Among them, the ServerCertificateCustomValidationCallback of HttpClientHandler is a custom verification of the certificate, and two ways of verification are given above.

If it is a webmvc or webapi program of .net core, because .net core 3.x has already supported the introduction of Grpc, so I only need to inject the client of Grpc in ConfigureServices to set it up:

 public void ConfigureServices(IServiceCollection services)
     {
         services.AddGrpcClient(nameof(Greeter.GreeterClient), options =>
         {
             options.Address = new Uri("https://localhost:5000");
         }).ConfigurePrimaryHttpMessageHandler(() =>
         {
             return new  span> HttpClientHandler
             {
                 //Method 1  
                 ServerCertificateCustomValidationCallback = HttpClientHandler.
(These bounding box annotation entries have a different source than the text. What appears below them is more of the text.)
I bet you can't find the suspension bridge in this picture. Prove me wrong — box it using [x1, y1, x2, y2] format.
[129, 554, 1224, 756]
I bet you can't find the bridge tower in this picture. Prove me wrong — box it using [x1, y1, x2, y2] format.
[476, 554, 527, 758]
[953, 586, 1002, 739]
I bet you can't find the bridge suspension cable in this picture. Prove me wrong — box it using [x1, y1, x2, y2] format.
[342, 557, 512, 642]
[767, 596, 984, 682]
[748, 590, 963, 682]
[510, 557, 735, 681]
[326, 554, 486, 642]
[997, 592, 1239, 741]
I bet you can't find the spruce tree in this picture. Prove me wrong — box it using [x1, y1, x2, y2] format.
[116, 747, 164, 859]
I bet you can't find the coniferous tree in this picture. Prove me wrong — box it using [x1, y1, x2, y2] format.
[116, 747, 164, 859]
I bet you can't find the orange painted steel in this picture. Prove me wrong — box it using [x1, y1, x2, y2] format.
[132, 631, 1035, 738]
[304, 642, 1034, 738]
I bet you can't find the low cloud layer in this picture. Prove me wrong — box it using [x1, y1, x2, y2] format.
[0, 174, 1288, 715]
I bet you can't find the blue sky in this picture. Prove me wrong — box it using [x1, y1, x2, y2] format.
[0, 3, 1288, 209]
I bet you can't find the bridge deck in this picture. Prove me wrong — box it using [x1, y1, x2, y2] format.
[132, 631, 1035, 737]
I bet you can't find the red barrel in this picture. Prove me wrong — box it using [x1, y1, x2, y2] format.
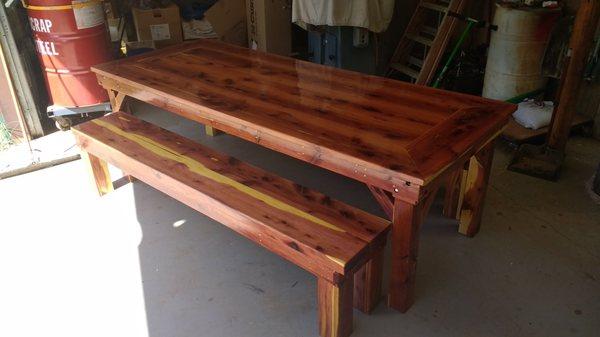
[24, 0, 111, 107]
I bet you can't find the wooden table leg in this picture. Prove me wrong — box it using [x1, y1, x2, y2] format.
[354, 242, 385, 314]
[388, 188, 437, 312]
[317, 276, 354, 337]
[388, 200, 421, 312]
[458, 142, 494, 237]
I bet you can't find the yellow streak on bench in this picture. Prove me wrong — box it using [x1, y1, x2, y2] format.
[92, 119, 345, 242]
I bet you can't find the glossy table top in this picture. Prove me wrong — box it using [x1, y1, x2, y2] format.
[93, 40, 515, 197]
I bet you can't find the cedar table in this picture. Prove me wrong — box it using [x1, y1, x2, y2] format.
[93, 40, 515, 312]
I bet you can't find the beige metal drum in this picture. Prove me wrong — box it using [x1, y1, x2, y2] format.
[483, 5, 560, 100]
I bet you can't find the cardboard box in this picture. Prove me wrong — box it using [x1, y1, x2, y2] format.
[204, 0, 248, 47]
[246, 0, 292, 56]
[131, 4, 183, 48]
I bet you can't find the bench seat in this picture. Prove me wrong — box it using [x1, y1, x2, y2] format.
[73, 112, 390, 336]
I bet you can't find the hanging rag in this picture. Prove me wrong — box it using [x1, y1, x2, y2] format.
[292, 0, 395, 33]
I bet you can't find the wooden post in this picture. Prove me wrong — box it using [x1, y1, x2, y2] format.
[81, 150, 113, 196]
[317, 276, 354, 337]
[548, 0, 600, 152]
[354, 245, 385, 314]
[458, 141, 494, 237]
[388, 199, 422, 312]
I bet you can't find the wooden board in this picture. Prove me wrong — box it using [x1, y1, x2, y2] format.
[73, 112, 390, 283]
[93, 40, 515, 203]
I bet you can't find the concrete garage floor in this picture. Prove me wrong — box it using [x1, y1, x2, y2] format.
[0, 103, 600, 337]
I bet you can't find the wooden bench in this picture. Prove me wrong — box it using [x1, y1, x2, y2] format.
[73, 112, 390, 337]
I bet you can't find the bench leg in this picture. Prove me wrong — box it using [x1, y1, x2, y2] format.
[354, 247, 384, 314]
[458, 142, 494, 237]
[317, 276, 354, 337]
[81, 151, 113, 196]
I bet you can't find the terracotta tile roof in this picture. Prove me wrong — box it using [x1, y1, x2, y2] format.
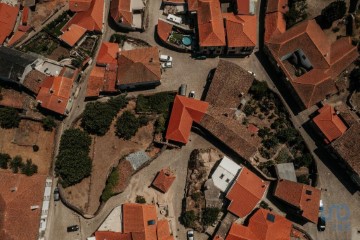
[223, 13, 257, 47]
[266, 0, 289, 13]
[157, 18, 173, 42]
[36, 77, 74, 115]
[0, 3, 19, 44]
[274, 180, 321, 223]
[236, 0, 251, 15]
[226, 208, 292, 240]
[205, 60, 254, 108]
[152, 168, 176, 193]
[156, 219, 174, 240]
[226, 167, 269, 218]
[122, 203, 158, 240]
[197, 0, 226, 47]
[23, 69, 48, 94]
[21, 7, 30, 25]
[117, 47, 161, 85]
[200, 105, 261, 161]
[59, 24, 87, 47]
[331, 123, 360, 175]
[166, 95, 209, 143]
[96, 42, 119, 65]
[86, 66, 117, 97]
[267, 20, 358, 108]
[110, 0, 133, 26]
[61, 0, 104, 32]
[0, 172, 46, 240]
[313, 105, 347, 142]
[69, 0, 93, 12]
[95, 231, 132, 240]
[187, 0, 199, 12]
[264, 12, 286, 42]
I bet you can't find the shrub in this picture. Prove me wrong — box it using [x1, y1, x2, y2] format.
[135, 195, 146, 204]
[0, 107, 21, 128]
[0, 153, 11, 169]
[21, 159, 38, 176]
[10, 156, 24, 173]
[180, 210, 197, 228]
[42, 116, 56, 131]
[202, 208, 220, 226]
[116, 111, 140, 140]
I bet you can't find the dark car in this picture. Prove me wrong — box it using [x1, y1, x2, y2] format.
[67, 225, 79, 232]
[317, 216, 326, 232]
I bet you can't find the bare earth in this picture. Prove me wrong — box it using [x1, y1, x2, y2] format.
[0, 120, 55, 175]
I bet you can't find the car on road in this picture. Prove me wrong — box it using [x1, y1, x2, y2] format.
[317, 216, 326, 232]
[160, 55, 172, 62]
[66, 225, 79, 232]
[189, 91, 195, 98]
[161, 62, 172, 68]
[54, 187, 60, 201]
[187, 230, 194, 240]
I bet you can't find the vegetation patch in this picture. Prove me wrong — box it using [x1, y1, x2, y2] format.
[55, 128, 91, 187]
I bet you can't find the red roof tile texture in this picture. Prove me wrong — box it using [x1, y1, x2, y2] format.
[69, 0, 92, 12]
[59, 24, 87, 47]
[157, 18, 173, 42]
[117, 47, 161, 85]
[110, 0, 133, 25]
[226, 167, 269, 218]
[61, 0, 104, 32]
[267, 20, 358, 108]
[166, 95, 209, 143]
[96, 42, 119, 65]
[274, 180, 321, 223]
[223, 13, 257, 47]
[313, 104, 347, 142]
[0, 172, 46, 240]
[226, 208, 292, 240]
[152, 168, 176, 193]
[197, 0, 226, 47]
[0, 3, 19, 44]
[36, 77, 74, 115]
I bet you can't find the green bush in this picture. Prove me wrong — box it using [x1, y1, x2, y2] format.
[0, 153, 11, 169]
[0, 107, 21, 128]
[82, 95, 127, 136]
[180, 210, 197, 228]
[42, 116, 56, 131]
[202, 208, 220, 226]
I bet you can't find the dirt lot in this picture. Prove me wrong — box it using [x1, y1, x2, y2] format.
[31, 0, 67, 29]
[0, 120, 55, 174]
[64, 102, 153, 215]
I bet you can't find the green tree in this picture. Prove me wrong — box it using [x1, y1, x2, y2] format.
[116, 111, 140, 140]
[0, 107, 21, 128]
[202, 208, 220, 226]
[21, 159, 38, 176]
[180, 210, 197, 227]
[42, 116, 56, 132]
[0, 153, 11, 169]
[10, 156, 24, 173]
[321, 0, 346, 26]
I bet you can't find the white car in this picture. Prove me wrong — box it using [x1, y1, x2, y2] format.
[160, 55, 172, 62]
[161, 62, 172, 68]
[187, 230, 194, 240]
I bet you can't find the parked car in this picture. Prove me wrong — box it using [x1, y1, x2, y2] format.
[189, 91, 195, 98]
[187, 230, 194, 240]
[161, 62, 172, 68]
[317, 216, 326, 232]
[179, 84, 187, 96]
[67, 225, 79, 232]
[160, 54, 172, 62]
[54, 187, 60, 201]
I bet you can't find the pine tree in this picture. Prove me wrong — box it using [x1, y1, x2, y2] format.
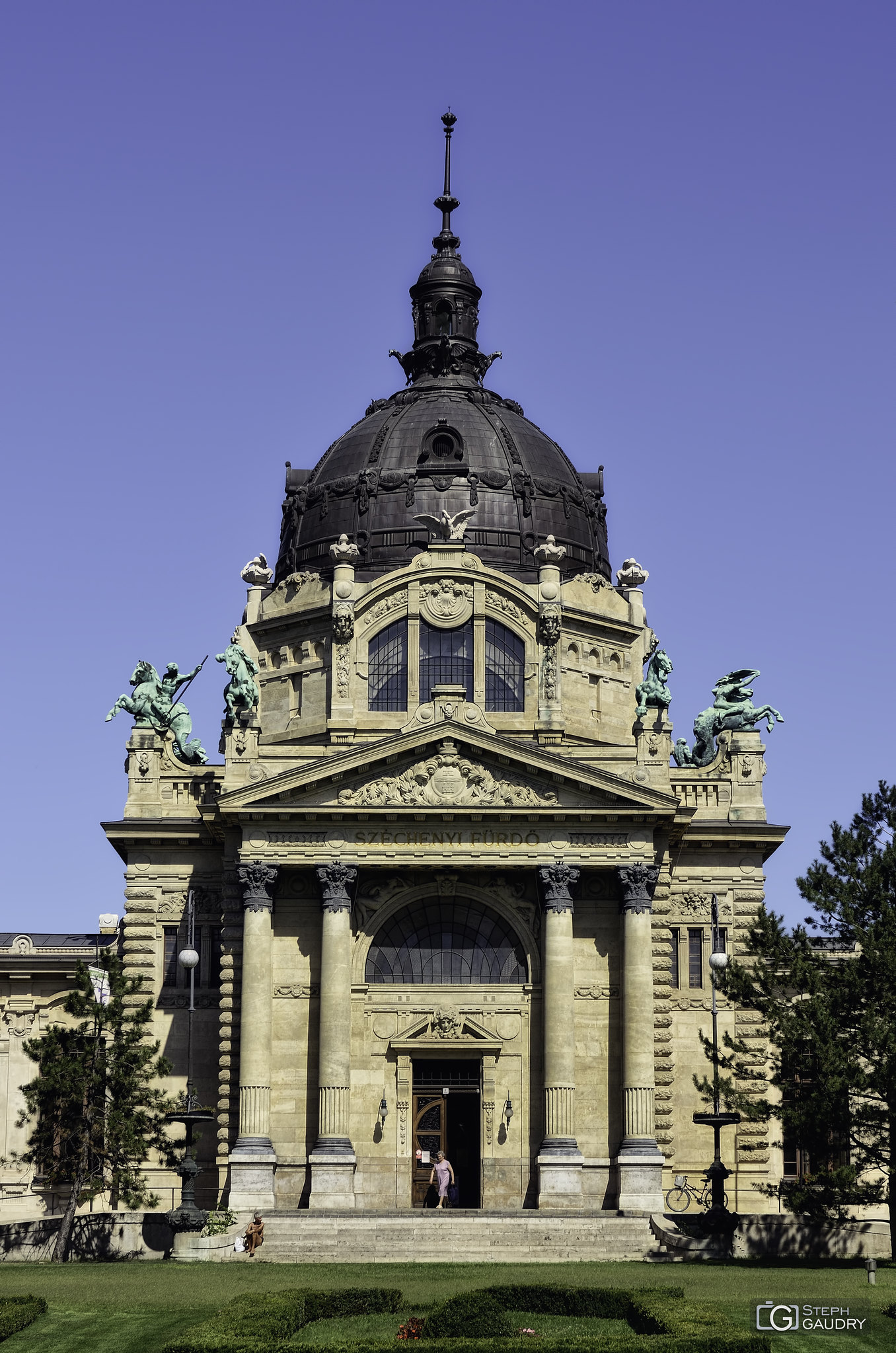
[12, 955, 173, 1261]
[714, 781, 896, 1243]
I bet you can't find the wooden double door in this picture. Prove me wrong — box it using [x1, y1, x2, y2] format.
[412, 1061, 482, 1207]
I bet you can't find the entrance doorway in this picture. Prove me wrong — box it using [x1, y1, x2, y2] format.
[412, 1060, 482, 1207]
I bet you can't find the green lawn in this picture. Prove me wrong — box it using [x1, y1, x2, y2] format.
[0, 1261, 896, 1353]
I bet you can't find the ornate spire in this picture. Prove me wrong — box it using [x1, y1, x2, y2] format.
[390, 110, 501, 385]
[433, 108, 460, 254]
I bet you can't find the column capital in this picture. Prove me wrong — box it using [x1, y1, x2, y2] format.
[539, 859, 579, 912]
[616, 861, 659, 912]
[317, 859, 357, 912]
[237, 859, 278, 912]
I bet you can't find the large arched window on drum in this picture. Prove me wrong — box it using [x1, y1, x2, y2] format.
[364, 898, 528, 985]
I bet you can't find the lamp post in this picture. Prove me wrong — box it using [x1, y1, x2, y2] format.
[168, 889, 214, 1231]
[694, 893, 740, 1234]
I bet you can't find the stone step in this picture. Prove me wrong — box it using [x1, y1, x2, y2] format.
[188, 1211, 669, 1264]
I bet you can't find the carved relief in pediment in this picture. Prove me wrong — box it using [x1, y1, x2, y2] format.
[338, 742, 558, 808]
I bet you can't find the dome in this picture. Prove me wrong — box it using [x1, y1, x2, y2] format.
[276, 114, 611, 582]
[276, 389, 609, 582]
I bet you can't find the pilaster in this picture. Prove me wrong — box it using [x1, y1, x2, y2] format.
[533, 536, 566, 744]
[537, 861, 582, 1208]
[230, 859, 278, 1211]
[309, 861, 357, 1210]
[328, 535, 359, 743]
[616, 863, 663, 1212]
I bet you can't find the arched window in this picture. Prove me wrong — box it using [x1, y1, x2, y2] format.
[420, 620, 472, 701]
[486, 620, 525, 713]
[367, 620, 408, 711]
[364, 898, 528, 985]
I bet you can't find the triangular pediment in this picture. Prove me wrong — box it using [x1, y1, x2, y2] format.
[389, 1005, 501, 1058]
[218, 722, 678, 816]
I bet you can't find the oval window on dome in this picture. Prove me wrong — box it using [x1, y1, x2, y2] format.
[364, 898, 528, 986]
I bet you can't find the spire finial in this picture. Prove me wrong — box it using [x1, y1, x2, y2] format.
[433, 108, 460, 253]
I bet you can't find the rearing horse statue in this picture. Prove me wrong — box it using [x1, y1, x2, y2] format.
[673, 667, 784, 766]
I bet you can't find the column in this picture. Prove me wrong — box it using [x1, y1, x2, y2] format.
[533, 536, 566, 744]
[616, 863, 663, 1212]
[309, 861, 357, 1208]
[537, 861, 582, 1208]
[230, 859, 278, 1211]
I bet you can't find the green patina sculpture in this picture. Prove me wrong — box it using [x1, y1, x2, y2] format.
[635, 648, 673, 718]
[215, 635, 260, 721]
[106, 658, 208, 766]
[673, 667, 784, 766]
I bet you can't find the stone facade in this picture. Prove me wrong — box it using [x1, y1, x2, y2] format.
[81, 543, 784, 1211]
[0, 115, 801, 1228]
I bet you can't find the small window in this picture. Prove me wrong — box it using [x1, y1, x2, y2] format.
[196, 925, 221, 986]
[784, 1138, 809, 1180]
[163, 925, 177, 986]
[367, 620, 408, 712]
[486, 620, 525, 715]
[433, 432, 455, 460]
[688, 931, 702, 986]
[420, 620, 472, 701]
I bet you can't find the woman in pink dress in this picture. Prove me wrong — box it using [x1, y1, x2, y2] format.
[429, 1151, 455, 1207]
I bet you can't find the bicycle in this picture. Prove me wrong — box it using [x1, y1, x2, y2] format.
[666, 1175, 728, 1212]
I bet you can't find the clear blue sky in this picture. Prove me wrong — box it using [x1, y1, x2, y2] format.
[0, 0, 896, 929]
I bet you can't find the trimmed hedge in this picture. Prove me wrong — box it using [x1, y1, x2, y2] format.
[0, 1296, 46, 1342]
[163, 1287, 402, 1353]
[480, 1283, 685, 1321]
[168, 1283, 770, 1353]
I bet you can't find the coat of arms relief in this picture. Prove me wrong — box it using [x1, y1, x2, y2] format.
[338, 742, 558, 808]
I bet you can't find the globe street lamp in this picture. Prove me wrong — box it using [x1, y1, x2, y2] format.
[168, 889, 214, 1231]
[694, 893, 740, 1235]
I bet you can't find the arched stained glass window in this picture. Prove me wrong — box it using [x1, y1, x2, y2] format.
[420, 620, 472, 701]
[486, 618, 525, 713]
[367, 620, 408, 711]
[364, 898, 528, 985]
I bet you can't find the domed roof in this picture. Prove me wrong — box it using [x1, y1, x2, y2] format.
[276, 122, 611, 592]
[276, 387, 609, 582]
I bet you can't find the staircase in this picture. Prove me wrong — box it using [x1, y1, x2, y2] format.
[173, 1208, 655, 1264]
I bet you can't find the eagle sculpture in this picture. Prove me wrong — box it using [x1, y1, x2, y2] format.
[414, 508, 476, 540]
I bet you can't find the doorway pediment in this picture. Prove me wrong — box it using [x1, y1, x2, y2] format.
[389, 1005, 502, 1058]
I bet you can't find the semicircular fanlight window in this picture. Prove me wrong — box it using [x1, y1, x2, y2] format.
[364, 898, 528, 985]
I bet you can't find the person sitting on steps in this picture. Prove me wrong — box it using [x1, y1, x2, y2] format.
[429, 1151, 455, 1207]
[246, 1212, 264, 1260]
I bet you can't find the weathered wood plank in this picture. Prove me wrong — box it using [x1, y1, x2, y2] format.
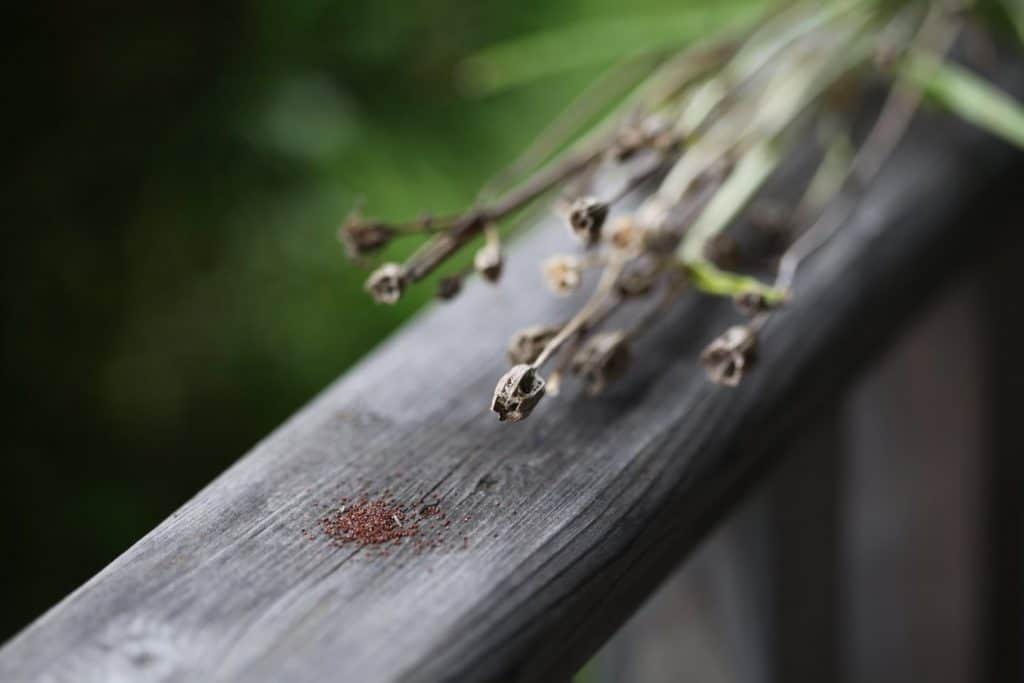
[0, 88, 1020, 682]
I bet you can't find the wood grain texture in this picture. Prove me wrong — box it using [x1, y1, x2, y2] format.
[0, 87, 1020, 682]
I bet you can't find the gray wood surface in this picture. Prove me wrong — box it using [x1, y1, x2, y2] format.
[0, 94, 1020, 682]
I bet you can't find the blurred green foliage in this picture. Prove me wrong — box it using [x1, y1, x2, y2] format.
[0, 0, 737, 636]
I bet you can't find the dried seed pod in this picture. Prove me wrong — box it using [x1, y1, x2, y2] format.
[732, 292, 779, 315]
[544, 254, 583, 295]
[366, 263, 406, 303]
[473, 242, 503, 283]
[569, 331, 632, 395]
[700, 325, 758, 387]
[490, 364, 544, 422]
[509, 325, 561, 365]
[338, 219, 395, 259]
[437, 273, 462, 301]
[608, 216, 642, 251]
[568, 197, 608, 247]
[615, 257, 660, 297]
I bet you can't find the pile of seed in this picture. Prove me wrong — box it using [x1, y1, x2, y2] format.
[319, 499, 420, 546]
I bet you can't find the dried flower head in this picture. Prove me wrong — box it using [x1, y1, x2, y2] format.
[509, 325, 561, 365]
[608, 216, 643, 251]
[569, 331, 632, 395]
[473, 242, 503, 283]
[568, 197, 608, 247]
[437, 273, 462, 301]
[615, 256, 660, 298]
[544, 254, 583, 295]
[700, 325, 758, 386]
[490, 364, 544, 422]
[366, 263, 406, 303]
[338, 222, 395, 259]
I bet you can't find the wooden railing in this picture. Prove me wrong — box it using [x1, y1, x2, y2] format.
[0, 70, 1024, 683]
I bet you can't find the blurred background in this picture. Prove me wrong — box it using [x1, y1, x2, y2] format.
[0, 0, 774, 640]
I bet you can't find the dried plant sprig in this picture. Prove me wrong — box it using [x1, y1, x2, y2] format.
[340, 0, 1024, 422]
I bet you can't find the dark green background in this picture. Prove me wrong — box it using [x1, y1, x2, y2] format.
[0, 0, 720, 638]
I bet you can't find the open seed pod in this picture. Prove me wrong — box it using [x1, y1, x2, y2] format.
[490, 364, 544, 422]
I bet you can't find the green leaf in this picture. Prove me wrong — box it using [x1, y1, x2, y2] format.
[679, 140, 781, 261]
[901, 52, 1024, 147]
[460, 0, 765, 93]
[683, 259, 785, 305]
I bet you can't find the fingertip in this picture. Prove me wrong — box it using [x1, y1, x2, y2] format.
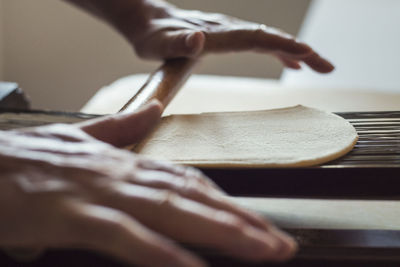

DangerousAcceptAnyServerCertificateValidator
                 //Method 2
                 //ServerCertificateCustomValidationCallback =  (a, b, c, d) => true
  };
         });

         ...
     }

Because the use of Grpc in .net core3.x is based on its HttpClient mechanism. For example, the AddGrpcClient method returns an IHttpClientBuilder interface object. We can also write the above configuration as follows:

 public void ConfigureServices(IServiceCollection services)
     {
         services.AddGrpcClient(nameof(Greeter.GreeterClient));
         services.AddHttpClient(nameof(Greeter.GreeterClient), httpClient =>
         {
             httpClient.BaseAddress = new Uri("https://localhost:5000");
         }).ConfigurePrimaryHttpMessageHandler(() =>
         {
             return new  span> HttpClientHandler
             {
                 //Method 1  
                 ServerCertificateCustomValidationCallback = HttpClientHandler. DangerousAcceptAnyServerCertificateValidator
                 //Method 2
                 //ServerCertificateCustomValidationCallback =  (a, b, c, d) => true
  };
         });

         ...
     }

In short, no matter how you call it, the mechanism is the same. In the end, the client is created like the above client call, as long as you can understand it.

No matter how it is called, the mechanism is the same. In the end, the client is created like the above client call, as long as it can be understood.